Before he crunched his numbers, the consensus among his fellow air force researchers was that the vast majority of pilots would be within the average range on most dimensions. After all, these pilots had already been pre-selected because they appeared to be average sized. (If you were, say, six foot seven, you would never have been recruited in the first place.) The scientists also expected that a sizable number of pilots would be within the average range on all 10 dimensions. But even Daniels was stunned when he tabulated the actual number.
Zero.
Out of 4,063 pilots, not a single airman fit within the average range on all 10 dimensions. One pilot might have a longer-than-average arm length, but a shorter-than-average leg length. Another pilot might have a big chest but small hips.

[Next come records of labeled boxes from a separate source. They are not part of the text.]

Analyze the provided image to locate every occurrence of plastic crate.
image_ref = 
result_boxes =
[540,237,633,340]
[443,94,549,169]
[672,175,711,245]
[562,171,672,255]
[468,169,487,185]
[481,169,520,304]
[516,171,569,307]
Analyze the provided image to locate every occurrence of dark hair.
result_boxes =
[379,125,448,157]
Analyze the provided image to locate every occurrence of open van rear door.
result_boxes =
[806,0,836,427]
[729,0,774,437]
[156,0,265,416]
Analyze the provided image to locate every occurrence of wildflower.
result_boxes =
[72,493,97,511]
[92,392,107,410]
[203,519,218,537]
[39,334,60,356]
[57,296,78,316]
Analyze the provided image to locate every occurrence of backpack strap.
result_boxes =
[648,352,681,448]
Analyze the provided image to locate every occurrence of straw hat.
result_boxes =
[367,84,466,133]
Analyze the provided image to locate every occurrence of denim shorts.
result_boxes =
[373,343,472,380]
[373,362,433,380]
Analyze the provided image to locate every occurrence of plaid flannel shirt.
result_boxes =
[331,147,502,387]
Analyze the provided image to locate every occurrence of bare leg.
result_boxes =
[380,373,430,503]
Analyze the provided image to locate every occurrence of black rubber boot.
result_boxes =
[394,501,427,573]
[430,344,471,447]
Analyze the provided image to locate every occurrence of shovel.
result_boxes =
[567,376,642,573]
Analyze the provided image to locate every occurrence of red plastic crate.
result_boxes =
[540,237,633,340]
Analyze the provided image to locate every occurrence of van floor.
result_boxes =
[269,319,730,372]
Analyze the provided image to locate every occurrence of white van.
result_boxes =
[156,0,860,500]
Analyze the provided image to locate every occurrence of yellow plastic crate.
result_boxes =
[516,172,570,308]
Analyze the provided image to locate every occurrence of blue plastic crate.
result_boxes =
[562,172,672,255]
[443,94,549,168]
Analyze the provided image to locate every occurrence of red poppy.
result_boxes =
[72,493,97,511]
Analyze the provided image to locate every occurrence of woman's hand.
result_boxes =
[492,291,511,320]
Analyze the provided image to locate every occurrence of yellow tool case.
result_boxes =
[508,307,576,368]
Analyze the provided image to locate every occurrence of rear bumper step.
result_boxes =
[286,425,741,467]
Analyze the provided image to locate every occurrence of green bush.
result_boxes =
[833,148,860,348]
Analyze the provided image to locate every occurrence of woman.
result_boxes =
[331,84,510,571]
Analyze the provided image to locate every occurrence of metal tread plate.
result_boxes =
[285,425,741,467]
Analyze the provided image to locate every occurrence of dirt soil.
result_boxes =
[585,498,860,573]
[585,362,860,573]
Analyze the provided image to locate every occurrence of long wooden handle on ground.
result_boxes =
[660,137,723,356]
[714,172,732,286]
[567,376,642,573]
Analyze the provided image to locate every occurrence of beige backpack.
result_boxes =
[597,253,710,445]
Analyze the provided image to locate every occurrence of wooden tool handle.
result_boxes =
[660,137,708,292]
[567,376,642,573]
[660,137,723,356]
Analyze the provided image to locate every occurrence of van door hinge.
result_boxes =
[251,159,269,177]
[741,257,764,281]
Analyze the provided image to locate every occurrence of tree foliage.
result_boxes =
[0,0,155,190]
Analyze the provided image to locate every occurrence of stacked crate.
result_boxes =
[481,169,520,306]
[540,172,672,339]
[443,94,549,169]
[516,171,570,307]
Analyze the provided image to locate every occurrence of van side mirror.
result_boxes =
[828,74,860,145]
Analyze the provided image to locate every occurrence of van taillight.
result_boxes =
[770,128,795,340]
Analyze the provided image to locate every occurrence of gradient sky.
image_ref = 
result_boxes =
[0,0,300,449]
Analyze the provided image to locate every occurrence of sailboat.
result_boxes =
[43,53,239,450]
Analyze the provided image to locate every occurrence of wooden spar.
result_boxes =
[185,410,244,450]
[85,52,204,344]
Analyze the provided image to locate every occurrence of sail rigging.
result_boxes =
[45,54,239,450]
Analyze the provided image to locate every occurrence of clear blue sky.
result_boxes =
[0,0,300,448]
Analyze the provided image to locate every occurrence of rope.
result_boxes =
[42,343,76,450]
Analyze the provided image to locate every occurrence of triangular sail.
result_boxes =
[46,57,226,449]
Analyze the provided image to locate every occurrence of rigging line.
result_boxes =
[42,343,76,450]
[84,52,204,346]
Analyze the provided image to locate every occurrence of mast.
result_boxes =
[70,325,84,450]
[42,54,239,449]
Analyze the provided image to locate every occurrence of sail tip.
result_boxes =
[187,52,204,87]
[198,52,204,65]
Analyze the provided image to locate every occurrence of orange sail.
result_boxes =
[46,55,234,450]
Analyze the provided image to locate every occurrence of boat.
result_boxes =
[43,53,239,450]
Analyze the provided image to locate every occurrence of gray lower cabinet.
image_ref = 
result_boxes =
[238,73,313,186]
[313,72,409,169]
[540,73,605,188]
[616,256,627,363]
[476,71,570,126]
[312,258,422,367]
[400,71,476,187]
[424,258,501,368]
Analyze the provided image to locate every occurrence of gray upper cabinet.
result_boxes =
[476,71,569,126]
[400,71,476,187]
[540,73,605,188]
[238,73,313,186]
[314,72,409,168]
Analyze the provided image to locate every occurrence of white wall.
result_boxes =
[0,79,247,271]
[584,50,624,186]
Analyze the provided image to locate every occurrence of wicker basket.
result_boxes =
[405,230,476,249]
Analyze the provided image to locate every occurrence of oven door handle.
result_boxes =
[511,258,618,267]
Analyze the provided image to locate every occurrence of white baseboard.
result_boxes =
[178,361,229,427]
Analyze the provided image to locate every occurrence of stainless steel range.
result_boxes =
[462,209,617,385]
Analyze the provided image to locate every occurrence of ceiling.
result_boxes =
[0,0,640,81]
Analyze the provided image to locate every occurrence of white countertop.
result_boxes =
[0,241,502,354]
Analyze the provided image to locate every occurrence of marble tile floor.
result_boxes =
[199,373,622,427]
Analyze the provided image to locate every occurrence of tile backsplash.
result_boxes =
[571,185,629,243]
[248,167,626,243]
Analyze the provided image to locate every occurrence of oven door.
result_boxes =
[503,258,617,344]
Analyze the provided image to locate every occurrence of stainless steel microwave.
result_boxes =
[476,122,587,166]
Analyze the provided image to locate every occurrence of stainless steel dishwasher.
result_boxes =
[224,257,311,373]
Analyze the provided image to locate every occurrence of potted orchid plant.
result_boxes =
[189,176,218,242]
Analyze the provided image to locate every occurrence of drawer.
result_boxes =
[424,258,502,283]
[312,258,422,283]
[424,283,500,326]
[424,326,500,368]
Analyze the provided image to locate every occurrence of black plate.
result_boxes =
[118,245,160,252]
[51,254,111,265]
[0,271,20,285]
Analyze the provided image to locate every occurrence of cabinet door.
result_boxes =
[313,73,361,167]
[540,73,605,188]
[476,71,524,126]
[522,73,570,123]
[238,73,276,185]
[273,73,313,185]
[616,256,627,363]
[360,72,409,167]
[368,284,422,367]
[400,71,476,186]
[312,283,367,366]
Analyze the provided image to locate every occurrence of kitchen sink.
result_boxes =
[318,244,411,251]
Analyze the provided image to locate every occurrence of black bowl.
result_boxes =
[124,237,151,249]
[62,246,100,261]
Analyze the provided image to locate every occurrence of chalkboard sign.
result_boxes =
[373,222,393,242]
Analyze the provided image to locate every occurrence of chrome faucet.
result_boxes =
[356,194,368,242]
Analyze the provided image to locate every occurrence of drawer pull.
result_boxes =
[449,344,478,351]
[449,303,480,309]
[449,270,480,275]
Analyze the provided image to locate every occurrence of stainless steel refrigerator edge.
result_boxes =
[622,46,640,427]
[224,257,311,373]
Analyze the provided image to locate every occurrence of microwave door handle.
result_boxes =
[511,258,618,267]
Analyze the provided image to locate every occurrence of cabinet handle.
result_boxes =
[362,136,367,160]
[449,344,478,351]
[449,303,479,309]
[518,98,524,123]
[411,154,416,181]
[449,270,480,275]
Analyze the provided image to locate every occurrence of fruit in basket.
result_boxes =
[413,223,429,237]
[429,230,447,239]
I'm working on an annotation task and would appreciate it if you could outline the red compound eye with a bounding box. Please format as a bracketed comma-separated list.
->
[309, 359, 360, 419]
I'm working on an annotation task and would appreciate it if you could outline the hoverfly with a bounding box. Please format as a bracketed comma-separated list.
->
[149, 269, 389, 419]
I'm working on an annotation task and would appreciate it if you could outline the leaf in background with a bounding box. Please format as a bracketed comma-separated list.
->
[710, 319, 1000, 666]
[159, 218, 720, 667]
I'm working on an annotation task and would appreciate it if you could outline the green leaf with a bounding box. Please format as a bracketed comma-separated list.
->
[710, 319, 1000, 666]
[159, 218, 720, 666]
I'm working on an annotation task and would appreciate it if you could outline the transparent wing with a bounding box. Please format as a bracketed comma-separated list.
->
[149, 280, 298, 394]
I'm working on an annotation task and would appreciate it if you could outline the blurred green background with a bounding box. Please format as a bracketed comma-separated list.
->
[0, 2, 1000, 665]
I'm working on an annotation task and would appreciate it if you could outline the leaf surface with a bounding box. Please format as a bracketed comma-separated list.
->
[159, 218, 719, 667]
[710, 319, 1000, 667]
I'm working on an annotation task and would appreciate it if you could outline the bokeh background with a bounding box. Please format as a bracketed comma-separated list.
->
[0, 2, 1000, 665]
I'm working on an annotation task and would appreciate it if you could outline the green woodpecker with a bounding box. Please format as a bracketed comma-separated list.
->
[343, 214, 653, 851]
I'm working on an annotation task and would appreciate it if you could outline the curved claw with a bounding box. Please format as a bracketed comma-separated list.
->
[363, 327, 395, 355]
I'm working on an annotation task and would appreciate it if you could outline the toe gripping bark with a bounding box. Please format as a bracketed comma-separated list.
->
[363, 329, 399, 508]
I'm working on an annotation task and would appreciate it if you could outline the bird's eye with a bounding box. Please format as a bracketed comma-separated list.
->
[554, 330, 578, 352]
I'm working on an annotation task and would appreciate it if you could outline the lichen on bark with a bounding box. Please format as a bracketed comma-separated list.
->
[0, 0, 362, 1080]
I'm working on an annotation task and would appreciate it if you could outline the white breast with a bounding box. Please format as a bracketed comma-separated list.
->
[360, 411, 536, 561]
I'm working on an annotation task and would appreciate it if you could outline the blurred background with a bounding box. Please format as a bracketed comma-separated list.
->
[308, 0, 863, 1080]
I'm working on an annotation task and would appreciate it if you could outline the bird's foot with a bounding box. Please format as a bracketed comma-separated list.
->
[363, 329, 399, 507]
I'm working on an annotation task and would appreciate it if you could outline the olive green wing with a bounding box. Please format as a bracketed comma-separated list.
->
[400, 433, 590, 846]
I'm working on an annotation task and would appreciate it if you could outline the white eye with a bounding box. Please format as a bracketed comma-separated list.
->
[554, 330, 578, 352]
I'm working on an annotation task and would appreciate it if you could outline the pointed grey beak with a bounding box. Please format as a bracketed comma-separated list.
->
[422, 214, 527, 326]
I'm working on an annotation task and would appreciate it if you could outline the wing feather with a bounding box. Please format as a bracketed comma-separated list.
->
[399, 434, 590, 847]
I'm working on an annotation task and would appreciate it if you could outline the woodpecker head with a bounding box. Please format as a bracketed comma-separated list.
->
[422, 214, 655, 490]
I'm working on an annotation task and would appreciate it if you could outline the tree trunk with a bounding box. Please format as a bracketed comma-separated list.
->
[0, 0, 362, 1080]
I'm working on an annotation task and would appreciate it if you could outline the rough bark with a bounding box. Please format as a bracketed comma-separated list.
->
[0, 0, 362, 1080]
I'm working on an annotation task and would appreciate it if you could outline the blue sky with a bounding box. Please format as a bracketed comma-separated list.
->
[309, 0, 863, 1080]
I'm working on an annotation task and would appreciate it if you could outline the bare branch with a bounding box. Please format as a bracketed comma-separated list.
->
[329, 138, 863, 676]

Even more astonishing, Daniels discovered that if you picked out just three of the ten dimensions of size — say, neck circumference, thigh circumference and wrist circumference — less than 3.5 per cent of pilots would be average sized on all three dimensions. Daniels's findings were clear and incontrovertible. There was no such thing as an average pilot. If you've designed a cockpit to fit the average pilot, you've actually designed it to fit no one.